Worship 9th May 2021


A Candle in the Darkness

About 30 years ago (1989) in Timisoara, Romania, Laszlo Tokes became pastor of Timisoara’s small Hungarian Reformed Church. Tokes preached the Gospel boldly, and within two years membership had swelled to five thousand.

But success can be dangerous in a Communist country. Authorities stationed police officers in front of the church on Sundays, cradling machine guns. They hired thugs to attack Pastor Tokes. They confiscated his ration book so he couldn’t buy food or fuel. Finally, in December 1989, they decided to send him into exile.

But when police arrived to hustle Pastor Tokes away, they were stopped cold. Around the entrance of the church stood a wall of humanity. Members of other churches—Baptist, Adventist, Pentecostal, Orthodox, Catholic—had joined together to protest.

Though police tried to disperse the crowd, the people held their post all day and into the night. Then, just after midnight, a 19-year-old Baptist student named Daniel Gavra pulled out a packet of candles. He lit one and passed it to his neighbour.

When Tokes peered out of the window, he was struck by the warm glow reflecting off hundreds of faces. That moment, he said later, was the “turning point in my life.” His religious prejudices evaporated. Here were members of the body of Christ, completely disregarding denominational divisions, joining hands in his defence.

It was a moving testimony to Christian unity.

The crowd stayed all through the night—and the next night. Finally police broke through. They bashed in the church door, bloodied Pastor Tokes’ face, and then paraded him and his wife through the crowd and out into the night.

But that was not the end.

No, the religious protest led—as it always does—to political protest. The people streamed to the city square and began a full-scale demonstration against the Communist government. Again Daniel passed out his candles.

First they had burned for Christian unity; now they burned for freedom.

This was more than the government could tolerate. They brought in troops and ordered them to open fire on the crowd. Hundreds were shot. Young Daniel felt a searing pain as his leg was blown off. But the people of Timisoara stood bravely against the barrage of bullets.

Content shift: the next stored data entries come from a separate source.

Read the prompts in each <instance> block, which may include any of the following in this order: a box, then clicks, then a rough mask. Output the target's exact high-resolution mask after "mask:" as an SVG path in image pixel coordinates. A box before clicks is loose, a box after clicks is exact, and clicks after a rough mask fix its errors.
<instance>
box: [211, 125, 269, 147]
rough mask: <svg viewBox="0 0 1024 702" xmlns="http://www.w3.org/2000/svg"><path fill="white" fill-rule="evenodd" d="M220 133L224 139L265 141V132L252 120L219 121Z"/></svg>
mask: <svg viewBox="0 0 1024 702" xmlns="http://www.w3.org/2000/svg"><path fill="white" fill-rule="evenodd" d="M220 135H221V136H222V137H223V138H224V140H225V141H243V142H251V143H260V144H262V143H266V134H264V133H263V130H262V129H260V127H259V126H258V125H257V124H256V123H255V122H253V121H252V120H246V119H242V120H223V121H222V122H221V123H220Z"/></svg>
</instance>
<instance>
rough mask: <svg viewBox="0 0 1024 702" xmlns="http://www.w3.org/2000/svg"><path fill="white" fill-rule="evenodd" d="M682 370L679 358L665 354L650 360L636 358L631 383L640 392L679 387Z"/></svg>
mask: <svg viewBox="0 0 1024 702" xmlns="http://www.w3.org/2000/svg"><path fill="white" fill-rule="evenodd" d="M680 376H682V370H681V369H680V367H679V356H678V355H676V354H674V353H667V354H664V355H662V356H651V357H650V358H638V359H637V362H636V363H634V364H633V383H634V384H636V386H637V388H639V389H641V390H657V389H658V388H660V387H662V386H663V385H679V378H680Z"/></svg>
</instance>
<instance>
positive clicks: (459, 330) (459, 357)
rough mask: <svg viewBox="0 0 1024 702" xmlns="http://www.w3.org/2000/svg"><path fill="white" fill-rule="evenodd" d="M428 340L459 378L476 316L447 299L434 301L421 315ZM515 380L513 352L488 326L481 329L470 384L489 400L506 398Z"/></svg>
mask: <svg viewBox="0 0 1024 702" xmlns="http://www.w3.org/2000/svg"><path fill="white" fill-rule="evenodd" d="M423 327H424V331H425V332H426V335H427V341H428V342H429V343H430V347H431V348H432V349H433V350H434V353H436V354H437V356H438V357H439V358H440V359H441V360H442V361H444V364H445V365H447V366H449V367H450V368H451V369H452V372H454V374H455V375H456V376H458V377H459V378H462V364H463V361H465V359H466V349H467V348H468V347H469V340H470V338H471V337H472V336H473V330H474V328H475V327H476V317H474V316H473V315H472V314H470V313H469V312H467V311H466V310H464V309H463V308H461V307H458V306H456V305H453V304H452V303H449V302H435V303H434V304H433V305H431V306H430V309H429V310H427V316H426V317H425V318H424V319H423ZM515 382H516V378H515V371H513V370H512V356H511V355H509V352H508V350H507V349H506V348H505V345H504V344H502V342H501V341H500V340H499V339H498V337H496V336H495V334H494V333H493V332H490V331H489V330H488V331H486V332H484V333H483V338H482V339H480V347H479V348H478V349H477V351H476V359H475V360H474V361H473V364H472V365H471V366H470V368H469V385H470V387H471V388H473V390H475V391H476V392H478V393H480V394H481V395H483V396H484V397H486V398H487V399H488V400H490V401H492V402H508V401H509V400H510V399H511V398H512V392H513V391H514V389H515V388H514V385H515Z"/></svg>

And by their example they inspired the entire population of Romania. Within days the nation had risen up and the bloody dictator Ceausescu was gone.

For the first time in half a century, Romanians celebrated Christmas in freedom.

Daniel celebrated in the hospital, where he was learning to walk with crutches. His pastor came to offer sympathy, but Daniel wasn’t looking for sympathy.

“Pastor, I don’t mind so much the loss of a leg,” he said. “After all, it was I who lit the first candle.”

The candle that lit up an entire country.

With a candle, a nineteen-year-old boy sparked a revolution that is still being felt today. Romania is a free country thanks to the efforts of people like Daniel Gavra who were willing to put their lives on the line for the sake of the Gospel and for basic human rights.

You can make a difference wherever you are if you are willing to take a stand. Don’t wait for everyone else to do it. Be the first to light your candle.

John 8:12

12 When Jesus spoke again to the people, he said, “I am the light of the world. Whoever follows me will never walk in darkness, but will have the light of life.”

Matthew 5 ;14-16

“You are the light of the world. A town built on a hill cannot be hidden. Neither do people light a lamp and put it under a bowl. Instead they put it on its stand, and it gives light to everyone in the house. In the same way, let your light shine before others, that they may see your good deeds and glorify your Father in heaven.